每个执行器需要实现Init(), Next()这两个函数，其中Init()负责将该操作的执行器进行初始化，比如设置对应的要扫描的表，而Next()则用来完成单个元组的检索。

Bustub中的系统架构设计

在开始写这部分的代码之前，我们需要先熟悉一下这部分相关的代码结构，并学习一下bustub的系统设计模式。

Catalog数据结构设计

Bustub中的catalog定义了一系列用来维护数据元信息的数据结构，包括Catalog, TableInfo, IndexInfo等等，TableInfo和IndexInfo分别代表了一个表/索引的元信息，而Catalog定义了整个数据库系统的元信息，包括了若干表和索引组成的数组。

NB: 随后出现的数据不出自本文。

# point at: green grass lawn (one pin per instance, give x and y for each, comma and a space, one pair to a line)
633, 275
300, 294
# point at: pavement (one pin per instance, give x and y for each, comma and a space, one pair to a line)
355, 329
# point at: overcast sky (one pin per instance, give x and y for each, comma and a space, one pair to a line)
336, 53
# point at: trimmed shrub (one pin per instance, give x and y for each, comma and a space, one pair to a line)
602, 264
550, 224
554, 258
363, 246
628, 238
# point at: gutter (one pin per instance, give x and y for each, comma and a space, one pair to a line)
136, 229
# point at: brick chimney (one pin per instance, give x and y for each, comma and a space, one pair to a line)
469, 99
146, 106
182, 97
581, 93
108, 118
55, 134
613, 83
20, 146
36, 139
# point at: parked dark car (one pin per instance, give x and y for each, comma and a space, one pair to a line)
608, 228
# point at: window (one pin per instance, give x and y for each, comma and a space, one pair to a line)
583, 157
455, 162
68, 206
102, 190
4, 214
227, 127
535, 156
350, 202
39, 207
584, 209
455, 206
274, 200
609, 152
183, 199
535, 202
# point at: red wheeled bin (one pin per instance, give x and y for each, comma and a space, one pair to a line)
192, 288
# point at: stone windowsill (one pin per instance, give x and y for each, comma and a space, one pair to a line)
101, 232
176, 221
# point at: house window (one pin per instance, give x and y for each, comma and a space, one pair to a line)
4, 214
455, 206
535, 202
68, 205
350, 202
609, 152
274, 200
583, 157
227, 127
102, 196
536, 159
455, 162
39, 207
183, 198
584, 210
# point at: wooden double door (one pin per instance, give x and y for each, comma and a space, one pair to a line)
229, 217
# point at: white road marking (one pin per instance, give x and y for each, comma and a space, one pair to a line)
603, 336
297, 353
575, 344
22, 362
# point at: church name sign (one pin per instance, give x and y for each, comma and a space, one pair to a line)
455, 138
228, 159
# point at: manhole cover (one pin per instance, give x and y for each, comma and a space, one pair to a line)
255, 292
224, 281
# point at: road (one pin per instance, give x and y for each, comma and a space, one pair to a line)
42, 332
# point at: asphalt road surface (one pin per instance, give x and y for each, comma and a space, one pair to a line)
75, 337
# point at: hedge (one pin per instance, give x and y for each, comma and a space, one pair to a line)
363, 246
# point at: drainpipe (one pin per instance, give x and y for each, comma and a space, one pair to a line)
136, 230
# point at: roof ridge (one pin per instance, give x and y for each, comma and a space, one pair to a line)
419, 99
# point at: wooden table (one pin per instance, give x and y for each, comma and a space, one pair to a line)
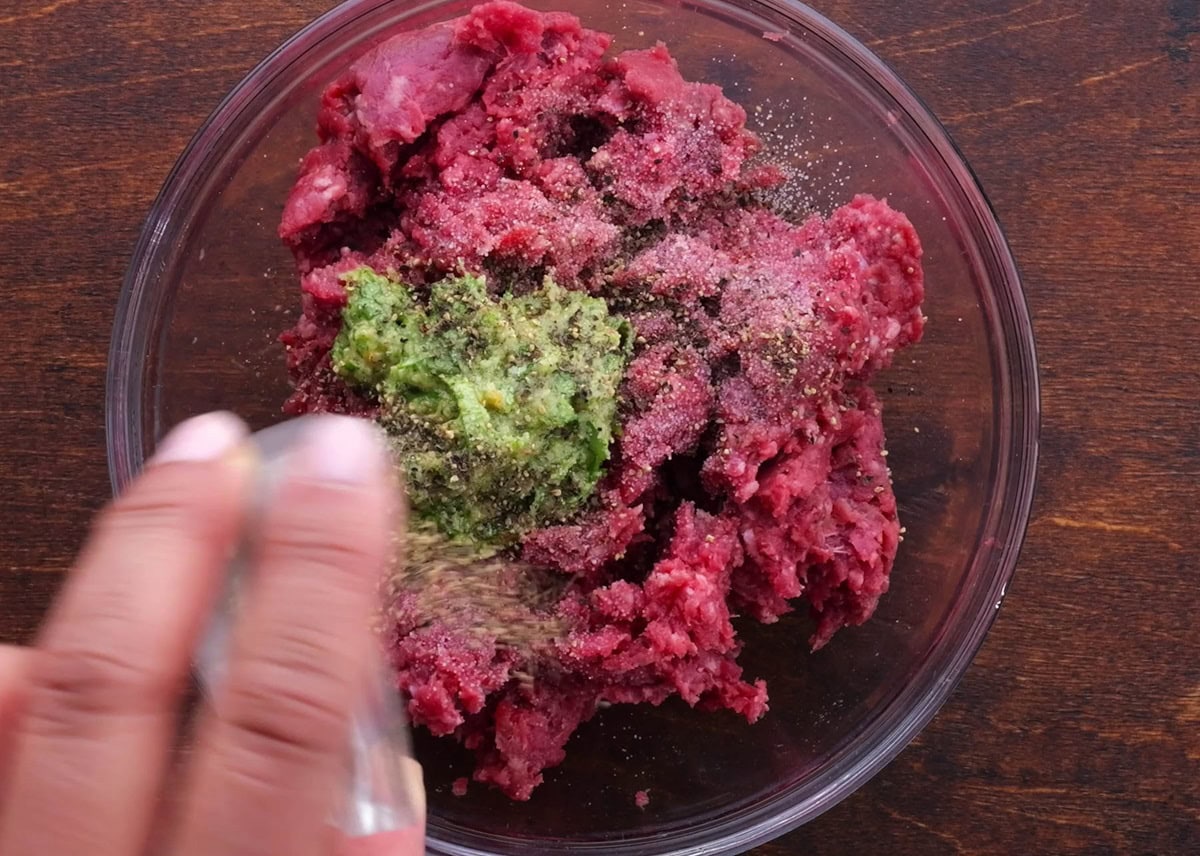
1078, 728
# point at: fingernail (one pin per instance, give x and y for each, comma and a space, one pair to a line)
201, 438
345, 449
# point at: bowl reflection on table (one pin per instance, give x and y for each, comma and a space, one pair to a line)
211, 287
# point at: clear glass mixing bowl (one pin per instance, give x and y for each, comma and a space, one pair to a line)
211, 287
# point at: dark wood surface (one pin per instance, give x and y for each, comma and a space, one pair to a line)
1078, 728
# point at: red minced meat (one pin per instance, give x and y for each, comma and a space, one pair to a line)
749, 472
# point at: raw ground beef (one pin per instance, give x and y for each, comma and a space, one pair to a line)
750, 465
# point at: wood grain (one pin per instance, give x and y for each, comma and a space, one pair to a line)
1078, 728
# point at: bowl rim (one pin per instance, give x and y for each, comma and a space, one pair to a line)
901, 718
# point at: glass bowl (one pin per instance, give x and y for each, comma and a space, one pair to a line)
211, 286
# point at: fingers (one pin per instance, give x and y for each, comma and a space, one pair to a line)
12, 700
102, 684
274, 755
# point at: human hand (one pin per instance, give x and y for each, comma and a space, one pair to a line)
88, 714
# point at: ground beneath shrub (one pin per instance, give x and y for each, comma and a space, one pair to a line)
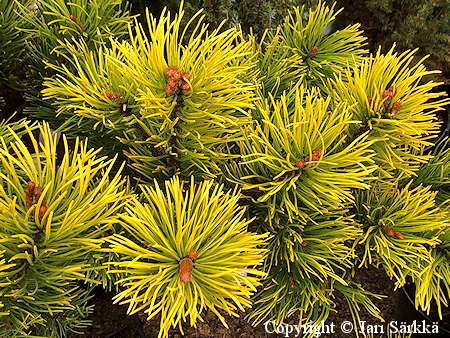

而一个表和索引中最关键的信息就是一个被称为Schema的类，这个类中定义了表/索引每一列的性质，包括数据类型，长度限制等等，一个列所具有的特征用Column这个类来表示，Schema中就集成了一系列的Column并提供对外访问的API。

综上所属，Bustub的Catalog部分的关键类之间的组合关系是Column --> Schema --> TableInfo/ IndexInfo --> Catalog

Execution数据结构设计

查询上下文的设计

查询上下文是一个用来保存查询处理的时候的上下文环境的泪，它的定义中包含了如下内容：

class ExecutorContext {
 private:
  /** The transaction context associated with this executor context */
  Transaction *transaction_;
  /** The datbase catalog associated with this executor context */
  Catalog *catalog_;
  /** The buffer pool manager associated with this executor context */
  BufferPoolManager *bpm_;
  /** The transaction manager associated with this executor context */
  TransactionManager *txn_mgr_;
  /** The lock manager associated with this executor context */
  LockManager *lock_mgr_;
};

我们可以看到它包含了前面提到的Catalog类，还包括了管理Buffer的BufferManager和管理事务的TransactionManager，这些信息共同构成了查询计划执行过程中的上下文。

查询执行器的设计

Bustub中抽象出了一个查询执行器类，定义为：AbstractExecutor，这个类中定义了一个执行器的基本结构，其定义的代码如下：

class AbstractExecutor {
 public:
  /**
   * Construct a new AbstractExecutor instance.
   * @param exec_ctx the executor context that the executor runs with
   */
  explicit AbstractExecutor(ExecutorContext *exec_ctx) : exec_ctx_{exec_ctx} {}

  /** Virtual destructor. */
  virtual ~AbstractExecutor() = default;

  /**
   * Initialize the executor.
   * @warning This function must be called before Next() is called!
   */
  virtual void Init() = 0;

  /**
   * Yield the next tuple from this executor.
   * @param[out] tuple The next tuple produced by this executor
   * @param[out] rid The next tuple RID produced by this executor
   * @return `true` if a tuple was produced, `false` if there are no more tuples
   */
  virtual bool Next(Tuple *tuple, RID *rid) = 0;

  /** @return The schema of the tuples that this executor produces */
  virtual const Schema *GetOutputSchema() = 0;

 protected:
  /** The executor context in which the executor runs */
  ExecutorContext *exec_ctx_;
};

每个执行器对象会拥有自己的输出格式(OutputSchema)和执行上下文，这个类被不同SQL操作对应的执行器继承，形成一系列执行器。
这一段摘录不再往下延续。